A team faces a decision. They have a goal in mind but there are two approaches and no easy way to determine which is best. They pick a path and start building. In the end, the approach they took doesn’t work. They have not met their goal and wasted a bunch of time and resources in the process. The team has failed. Or have they?

There are two ways to fail and the consequences are orders of magnitude apart.

If you fail because you built something poorly, then yours is an abject failure. The only thing to learn from such a failure is that the team in question was ineffective. This is operationally valuable but not strategic. If the goal is still important a new team will have to start from step one. They will face the same decision as the previous team and have no better ability to choose a path.

But if you execute to a level of quality that makes it unlikely that another team, even with more time and effort, could succeed, then yours is a convincing failure. This kind of failure is strategically valuable because we can now eliminate an entire development path from consideration.
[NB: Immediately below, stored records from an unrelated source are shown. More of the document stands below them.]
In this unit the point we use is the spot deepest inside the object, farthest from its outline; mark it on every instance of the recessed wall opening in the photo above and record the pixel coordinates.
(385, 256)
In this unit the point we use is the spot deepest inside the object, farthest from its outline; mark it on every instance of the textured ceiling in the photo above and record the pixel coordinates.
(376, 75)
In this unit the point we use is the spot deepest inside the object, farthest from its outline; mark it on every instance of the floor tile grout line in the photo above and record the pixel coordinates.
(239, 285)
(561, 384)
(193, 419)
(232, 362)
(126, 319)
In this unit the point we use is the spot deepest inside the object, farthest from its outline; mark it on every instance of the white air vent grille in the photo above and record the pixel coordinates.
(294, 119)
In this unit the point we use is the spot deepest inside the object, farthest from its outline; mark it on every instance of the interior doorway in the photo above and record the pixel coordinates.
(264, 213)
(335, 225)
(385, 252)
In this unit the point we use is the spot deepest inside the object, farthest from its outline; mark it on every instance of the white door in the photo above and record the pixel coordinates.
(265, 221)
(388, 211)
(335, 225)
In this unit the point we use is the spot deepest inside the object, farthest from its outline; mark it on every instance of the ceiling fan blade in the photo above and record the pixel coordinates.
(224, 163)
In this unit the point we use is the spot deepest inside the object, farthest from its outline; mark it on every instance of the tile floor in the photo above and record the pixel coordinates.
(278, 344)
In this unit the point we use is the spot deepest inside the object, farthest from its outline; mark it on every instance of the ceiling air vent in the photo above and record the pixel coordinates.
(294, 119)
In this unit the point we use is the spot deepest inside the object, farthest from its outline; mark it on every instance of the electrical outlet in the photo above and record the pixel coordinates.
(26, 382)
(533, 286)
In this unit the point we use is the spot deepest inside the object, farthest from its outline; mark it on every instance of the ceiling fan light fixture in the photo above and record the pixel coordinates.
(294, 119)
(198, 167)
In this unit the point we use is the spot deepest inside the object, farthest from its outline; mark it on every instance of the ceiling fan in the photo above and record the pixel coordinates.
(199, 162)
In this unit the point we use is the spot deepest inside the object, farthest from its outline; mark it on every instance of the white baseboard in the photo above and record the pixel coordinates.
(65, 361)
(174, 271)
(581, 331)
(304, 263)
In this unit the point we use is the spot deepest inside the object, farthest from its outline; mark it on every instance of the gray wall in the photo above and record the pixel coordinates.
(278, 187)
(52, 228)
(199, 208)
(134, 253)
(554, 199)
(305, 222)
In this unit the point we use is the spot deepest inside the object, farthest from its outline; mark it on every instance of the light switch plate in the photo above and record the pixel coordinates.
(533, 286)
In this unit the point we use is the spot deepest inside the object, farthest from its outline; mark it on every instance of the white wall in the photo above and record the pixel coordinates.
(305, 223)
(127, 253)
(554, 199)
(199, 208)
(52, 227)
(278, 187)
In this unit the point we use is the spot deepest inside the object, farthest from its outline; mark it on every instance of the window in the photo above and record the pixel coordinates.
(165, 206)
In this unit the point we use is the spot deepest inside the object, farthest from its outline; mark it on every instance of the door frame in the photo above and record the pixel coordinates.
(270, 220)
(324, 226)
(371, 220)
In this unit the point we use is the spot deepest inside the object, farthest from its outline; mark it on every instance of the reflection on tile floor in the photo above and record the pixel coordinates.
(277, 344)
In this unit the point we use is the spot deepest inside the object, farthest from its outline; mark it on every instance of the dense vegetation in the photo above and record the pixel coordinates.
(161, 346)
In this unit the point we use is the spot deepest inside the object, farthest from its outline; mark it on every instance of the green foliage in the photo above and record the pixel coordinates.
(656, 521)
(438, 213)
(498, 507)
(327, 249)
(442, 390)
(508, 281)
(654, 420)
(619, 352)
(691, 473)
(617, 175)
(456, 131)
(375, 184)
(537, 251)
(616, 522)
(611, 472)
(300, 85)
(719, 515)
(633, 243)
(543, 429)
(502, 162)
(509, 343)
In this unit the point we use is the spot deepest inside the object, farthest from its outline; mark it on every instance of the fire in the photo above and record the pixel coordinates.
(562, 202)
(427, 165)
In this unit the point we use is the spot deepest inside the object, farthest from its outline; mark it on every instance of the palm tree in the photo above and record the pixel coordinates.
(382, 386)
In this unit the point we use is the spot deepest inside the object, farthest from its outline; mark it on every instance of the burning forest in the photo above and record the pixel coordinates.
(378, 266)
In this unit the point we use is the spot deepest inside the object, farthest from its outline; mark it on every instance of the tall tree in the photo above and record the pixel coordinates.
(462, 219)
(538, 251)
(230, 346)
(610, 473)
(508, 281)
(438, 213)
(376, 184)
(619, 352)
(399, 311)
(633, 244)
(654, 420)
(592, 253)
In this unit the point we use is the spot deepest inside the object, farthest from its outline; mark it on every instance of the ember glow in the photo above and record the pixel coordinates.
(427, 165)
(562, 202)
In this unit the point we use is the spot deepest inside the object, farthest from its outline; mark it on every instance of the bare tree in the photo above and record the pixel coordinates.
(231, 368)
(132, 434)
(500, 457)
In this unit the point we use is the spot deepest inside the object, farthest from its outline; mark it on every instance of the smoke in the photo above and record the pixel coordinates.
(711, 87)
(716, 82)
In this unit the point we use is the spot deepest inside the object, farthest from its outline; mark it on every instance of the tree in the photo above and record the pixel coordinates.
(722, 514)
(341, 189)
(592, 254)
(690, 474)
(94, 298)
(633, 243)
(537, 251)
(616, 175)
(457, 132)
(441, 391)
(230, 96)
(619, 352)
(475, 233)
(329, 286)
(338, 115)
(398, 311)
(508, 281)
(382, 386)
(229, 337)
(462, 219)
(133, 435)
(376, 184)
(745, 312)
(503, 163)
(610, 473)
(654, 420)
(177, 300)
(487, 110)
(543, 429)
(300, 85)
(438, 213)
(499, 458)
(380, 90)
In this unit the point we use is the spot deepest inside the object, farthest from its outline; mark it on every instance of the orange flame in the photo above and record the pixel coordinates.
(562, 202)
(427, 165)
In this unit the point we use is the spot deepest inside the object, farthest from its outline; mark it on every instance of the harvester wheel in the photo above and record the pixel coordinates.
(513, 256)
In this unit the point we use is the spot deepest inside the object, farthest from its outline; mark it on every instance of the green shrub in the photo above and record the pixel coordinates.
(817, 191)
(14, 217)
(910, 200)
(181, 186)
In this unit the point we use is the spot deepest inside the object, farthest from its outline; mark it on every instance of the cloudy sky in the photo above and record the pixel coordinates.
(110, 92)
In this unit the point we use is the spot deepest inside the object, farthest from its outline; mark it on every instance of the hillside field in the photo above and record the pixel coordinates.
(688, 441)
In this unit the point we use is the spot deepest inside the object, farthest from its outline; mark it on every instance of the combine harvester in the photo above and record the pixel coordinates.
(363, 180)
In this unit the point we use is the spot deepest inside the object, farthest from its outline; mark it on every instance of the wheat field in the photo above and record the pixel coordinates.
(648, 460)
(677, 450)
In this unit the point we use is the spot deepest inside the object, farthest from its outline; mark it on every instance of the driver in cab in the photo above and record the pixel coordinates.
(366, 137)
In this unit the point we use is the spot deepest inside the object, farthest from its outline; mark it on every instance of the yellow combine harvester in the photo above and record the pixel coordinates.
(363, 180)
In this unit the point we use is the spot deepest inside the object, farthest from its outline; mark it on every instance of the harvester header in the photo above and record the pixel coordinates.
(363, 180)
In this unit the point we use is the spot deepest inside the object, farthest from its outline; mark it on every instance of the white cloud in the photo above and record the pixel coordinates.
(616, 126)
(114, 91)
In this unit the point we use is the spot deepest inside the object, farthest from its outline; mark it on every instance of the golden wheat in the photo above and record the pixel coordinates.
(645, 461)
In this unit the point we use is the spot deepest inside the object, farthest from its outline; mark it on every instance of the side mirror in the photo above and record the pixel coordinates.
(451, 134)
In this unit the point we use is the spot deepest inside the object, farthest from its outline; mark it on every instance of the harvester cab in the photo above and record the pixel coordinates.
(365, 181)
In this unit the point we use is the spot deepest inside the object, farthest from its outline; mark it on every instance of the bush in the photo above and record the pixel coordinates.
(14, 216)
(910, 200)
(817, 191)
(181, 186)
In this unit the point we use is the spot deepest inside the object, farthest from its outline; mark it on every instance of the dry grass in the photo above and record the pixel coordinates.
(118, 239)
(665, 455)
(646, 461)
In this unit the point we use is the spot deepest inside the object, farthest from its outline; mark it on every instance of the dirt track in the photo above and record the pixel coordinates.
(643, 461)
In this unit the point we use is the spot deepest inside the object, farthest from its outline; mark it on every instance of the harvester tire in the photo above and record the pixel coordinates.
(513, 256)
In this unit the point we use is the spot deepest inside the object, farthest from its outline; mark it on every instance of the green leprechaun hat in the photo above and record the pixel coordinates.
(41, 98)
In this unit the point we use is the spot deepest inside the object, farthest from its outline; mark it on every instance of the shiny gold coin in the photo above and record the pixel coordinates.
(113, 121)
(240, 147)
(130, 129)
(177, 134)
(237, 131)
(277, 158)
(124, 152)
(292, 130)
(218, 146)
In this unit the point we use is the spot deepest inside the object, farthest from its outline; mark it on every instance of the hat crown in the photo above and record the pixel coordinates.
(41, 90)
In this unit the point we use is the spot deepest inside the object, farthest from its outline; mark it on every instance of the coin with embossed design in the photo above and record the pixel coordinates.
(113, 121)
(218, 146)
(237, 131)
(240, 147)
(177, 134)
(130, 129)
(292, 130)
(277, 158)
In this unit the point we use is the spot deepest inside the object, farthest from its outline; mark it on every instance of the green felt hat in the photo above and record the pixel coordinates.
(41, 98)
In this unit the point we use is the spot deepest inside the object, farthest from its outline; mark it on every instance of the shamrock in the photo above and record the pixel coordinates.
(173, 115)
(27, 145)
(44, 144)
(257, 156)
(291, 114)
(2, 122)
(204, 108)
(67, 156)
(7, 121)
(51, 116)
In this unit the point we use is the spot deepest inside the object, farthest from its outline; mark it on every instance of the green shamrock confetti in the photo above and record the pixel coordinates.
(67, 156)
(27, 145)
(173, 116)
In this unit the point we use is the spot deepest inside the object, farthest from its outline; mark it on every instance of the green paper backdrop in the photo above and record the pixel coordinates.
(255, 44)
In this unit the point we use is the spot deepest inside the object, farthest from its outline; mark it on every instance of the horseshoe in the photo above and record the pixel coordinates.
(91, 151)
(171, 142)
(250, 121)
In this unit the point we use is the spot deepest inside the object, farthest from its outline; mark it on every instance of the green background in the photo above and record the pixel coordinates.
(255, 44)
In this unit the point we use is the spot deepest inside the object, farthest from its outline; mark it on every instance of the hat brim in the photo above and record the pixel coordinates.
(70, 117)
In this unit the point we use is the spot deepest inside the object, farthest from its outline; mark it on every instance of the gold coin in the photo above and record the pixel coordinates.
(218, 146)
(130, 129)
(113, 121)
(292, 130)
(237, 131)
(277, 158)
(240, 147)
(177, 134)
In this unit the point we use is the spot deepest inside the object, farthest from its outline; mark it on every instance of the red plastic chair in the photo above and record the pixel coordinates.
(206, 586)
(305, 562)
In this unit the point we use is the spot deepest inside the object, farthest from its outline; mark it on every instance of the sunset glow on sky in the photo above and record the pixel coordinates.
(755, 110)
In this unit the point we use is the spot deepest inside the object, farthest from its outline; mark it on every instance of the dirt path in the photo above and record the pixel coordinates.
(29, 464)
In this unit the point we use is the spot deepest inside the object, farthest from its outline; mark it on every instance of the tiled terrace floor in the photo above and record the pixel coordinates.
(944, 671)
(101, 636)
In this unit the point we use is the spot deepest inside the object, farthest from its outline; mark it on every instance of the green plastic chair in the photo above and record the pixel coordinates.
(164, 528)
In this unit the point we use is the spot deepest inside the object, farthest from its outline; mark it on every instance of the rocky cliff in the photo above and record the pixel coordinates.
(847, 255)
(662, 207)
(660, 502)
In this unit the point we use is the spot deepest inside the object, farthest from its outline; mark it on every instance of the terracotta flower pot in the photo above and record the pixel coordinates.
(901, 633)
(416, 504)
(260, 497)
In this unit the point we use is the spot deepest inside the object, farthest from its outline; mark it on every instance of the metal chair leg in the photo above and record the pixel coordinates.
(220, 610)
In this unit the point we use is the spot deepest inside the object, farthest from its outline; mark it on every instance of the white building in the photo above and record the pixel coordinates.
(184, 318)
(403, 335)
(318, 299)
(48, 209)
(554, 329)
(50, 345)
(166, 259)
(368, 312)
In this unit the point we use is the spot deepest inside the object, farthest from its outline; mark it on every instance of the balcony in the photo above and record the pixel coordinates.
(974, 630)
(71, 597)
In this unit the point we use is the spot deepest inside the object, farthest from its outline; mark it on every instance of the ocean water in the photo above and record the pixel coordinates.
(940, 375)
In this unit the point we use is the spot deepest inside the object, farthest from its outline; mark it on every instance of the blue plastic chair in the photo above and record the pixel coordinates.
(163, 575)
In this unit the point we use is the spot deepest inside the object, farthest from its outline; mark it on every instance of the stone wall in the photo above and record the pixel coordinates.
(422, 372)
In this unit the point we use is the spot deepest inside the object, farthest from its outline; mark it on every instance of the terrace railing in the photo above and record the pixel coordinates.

That means subsequent work is dramatically more likely to succeed. A convincing success is unquestionably the goal of every effort, but a convincing failure should be a close second.

If you punish all failure then who will take any risks? But if you reward failure then what is the point of succeeding at all? The key to this conundrum is to focus on the magnitude of failure as much as we focus on the magnitude of success. We tend to agonize over the risk of executing something poorly but the much bigger risk is building the wrong thing to begin with. In that light it is easy to see that a convincing failure is actually a great success.